The New York strip steak is also called the Kansas City strip or simply a strip steak. It is marbled less than a ribeye and has a firmer texture. Top sirloin is a naturally lean cut of meat. It usually weighs between five and ten ounces.

You get a deal with a T-bone steak with two kinds of steak in one cut – a NY strip and a ribeye. The steak you choose must be cooked well. How to Grill is a suggested book that shows techniques for grilling that will wow the crowd.

Choosing Ingredients for a Steak Charcuterie Board

Steak Charcuterie Board Ingredients

The trick to epic steak charcuterie boards is choosing quality cheeses, steak, and fun extras. It is absolutely necessary that you know how to grill the steak. When you master grilling steaks, all other grilling comes naturally. Messing it up is a costly mistake.
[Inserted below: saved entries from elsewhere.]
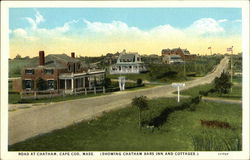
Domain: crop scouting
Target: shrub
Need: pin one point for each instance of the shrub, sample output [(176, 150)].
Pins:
[(41, 84), (139, 81), (222, 83), (142, 104), (107, 82)]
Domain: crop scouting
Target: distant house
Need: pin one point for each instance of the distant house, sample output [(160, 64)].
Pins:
[(183, 53), (172, 59), (128, 63), (59, 72)]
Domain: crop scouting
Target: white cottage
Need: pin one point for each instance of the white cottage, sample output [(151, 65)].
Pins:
[(128, 63)]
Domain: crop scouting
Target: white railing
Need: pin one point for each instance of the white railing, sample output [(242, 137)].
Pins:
[(60, 92)]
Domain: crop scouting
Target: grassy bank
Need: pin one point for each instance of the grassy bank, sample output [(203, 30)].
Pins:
[(15, 98), (118, 130), (235, 94)]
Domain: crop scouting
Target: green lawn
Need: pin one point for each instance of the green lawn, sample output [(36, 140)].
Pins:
[(143, 76), (119, 131), (235, 94), (15, 98)]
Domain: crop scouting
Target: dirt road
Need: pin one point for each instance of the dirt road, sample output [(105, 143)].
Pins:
[(25, 123)]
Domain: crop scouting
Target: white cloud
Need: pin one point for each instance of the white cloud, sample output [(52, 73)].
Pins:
[(237, 21), (117, 30), (222, 20), (115, 27), (19, 32), (206, 26), (36, 21)]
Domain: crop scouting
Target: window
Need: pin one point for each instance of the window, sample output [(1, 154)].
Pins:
[(48, 71), (51, 84), (29, 71), (28, 84)]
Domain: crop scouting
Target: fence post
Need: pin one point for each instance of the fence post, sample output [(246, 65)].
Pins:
[(21, 95)]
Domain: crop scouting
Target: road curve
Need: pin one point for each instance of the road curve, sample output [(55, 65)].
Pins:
[(26, 123)]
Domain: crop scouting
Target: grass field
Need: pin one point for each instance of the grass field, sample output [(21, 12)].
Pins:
[(15, 98), (143, 76), (235, 94), (119, 131)]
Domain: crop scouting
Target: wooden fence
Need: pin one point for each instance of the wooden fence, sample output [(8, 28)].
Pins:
[(60, 92)]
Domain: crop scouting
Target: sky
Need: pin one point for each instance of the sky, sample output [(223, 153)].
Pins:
[(97, 31)]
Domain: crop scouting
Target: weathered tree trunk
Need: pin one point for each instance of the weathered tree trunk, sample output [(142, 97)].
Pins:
[(139, 119)]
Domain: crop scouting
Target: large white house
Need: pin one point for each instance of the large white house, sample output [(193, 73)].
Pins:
[(128, 63)]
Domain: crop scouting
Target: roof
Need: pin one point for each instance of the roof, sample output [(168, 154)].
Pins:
[(127, 56), (61, 57)]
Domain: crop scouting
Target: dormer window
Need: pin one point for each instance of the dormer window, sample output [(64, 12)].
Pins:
[(29, 71), (48, 71)]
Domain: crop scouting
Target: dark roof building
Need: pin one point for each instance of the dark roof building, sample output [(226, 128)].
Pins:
[(128, 63), (60, 73), (184, 53)]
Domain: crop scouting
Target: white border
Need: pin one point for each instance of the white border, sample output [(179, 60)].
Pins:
[(5, 5)]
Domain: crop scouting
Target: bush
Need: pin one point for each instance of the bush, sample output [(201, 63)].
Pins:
[(222, 83), (107, 82), (139, 81), (41, 84)]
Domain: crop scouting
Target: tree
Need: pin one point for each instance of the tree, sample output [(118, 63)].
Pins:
[(142, 104), (222, 83)]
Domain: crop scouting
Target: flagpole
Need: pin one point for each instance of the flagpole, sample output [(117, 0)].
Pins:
[(232, 69)]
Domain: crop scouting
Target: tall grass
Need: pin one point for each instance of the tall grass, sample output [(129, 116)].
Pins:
[(210, 141)]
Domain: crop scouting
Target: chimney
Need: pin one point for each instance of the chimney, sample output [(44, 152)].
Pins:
[(73, 54), (41, 58)]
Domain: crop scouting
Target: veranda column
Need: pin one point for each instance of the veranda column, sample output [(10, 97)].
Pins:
[(72, 84), (65, 86), (83, 82)]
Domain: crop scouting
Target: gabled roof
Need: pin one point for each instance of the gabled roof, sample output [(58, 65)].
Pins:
[(61, 57), (127, 56)]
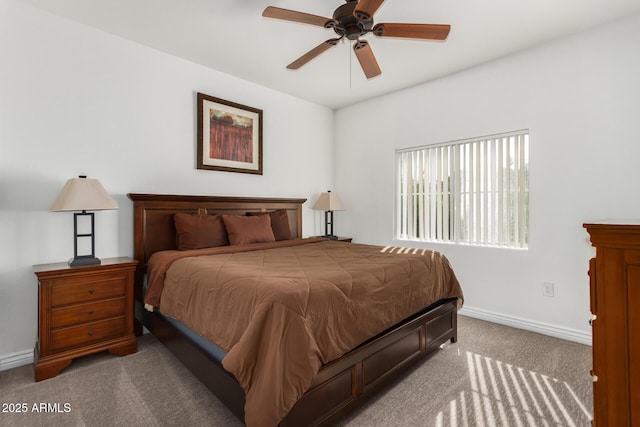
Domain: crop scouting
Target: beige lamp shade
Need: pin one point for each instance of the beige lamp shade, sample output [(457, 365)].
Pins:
[(83, 194), (328, 202)]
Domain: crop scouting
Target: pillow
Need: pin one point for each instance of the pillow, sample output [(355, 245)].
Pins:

There are three grades of steak – Prime, Choice, and Select. Select is advertised or sale-priced meat with little marbling. Choice is signified by a sticker that says it is Choice. With its moderate marbling, most people consider it an excellent cut of meat. Prime is the highest quality with abundant marbling and worth the extra money you pay for it.

When picking the cut of meat, keep in mind the grade of meat, date, and amount of marbling. Prime is highly recommended but choose Choice if the budget doesn’t allow it. It is permissible to shuffle through the meat packages to find the freshest. You can also ask the butcher behind the counter. because they know what’s out and the best buy. Be sure you see plenty of marbling, but not to the extent there is little meat.

  • Choose two or three cheeses that vary from hard to soft.
  • Select three to five sauces and condiments to add to the board.
  • Use breadsticks, whole wheat crackers, or toasted baguettes.
  • If you add fruit, cranberries, dried cherries, pomegranates, grapes, or figs are recommended.
  • Raw almonds, candied pecans, and cashews are excellent choices for nuts.
  • Some vegetables to add to the board are grilled mushrooms, olives, roasted red pepper, and marinated artichokes.

Grilling the Steak

Grilling the Steak

An excellent thing about steak is choosing the temperature and level of doneness you prefer. The doneness levels are well-done, medium, medium-rare, and rare. Respective temperatures are 150° F, 135-140° F, 130° F, and 120° F. A meat thermometer helps achieve the temperature and doneness.

After grilling, allow the steak to rest, because any protein placed on a hot surface seizes up, and the juices go to the center. Letting steak rest for five minutes allows the juice to redistribute through the steak.

Assembling the Steak Charcuterie Board

wood charcuterie board

wood charcuterie board is an excellent choice to display your creation. Place the vegetables and condiments in several places on the charcuterie wood board. After allowing the steaks to rest and redistribute the juices, place them in groupings on the charcuterie wooden board.

Assemble cut and uncut cheeses between the vegetables and steak. Add crackers or bread to the board. It does not have to be perfectly organized. Fill in open spots with nuts and fruit to make the wooden charcuterie board look full. The finishing touch is placed alongside the board by including a pinot noir or cabernet sauvignon wine.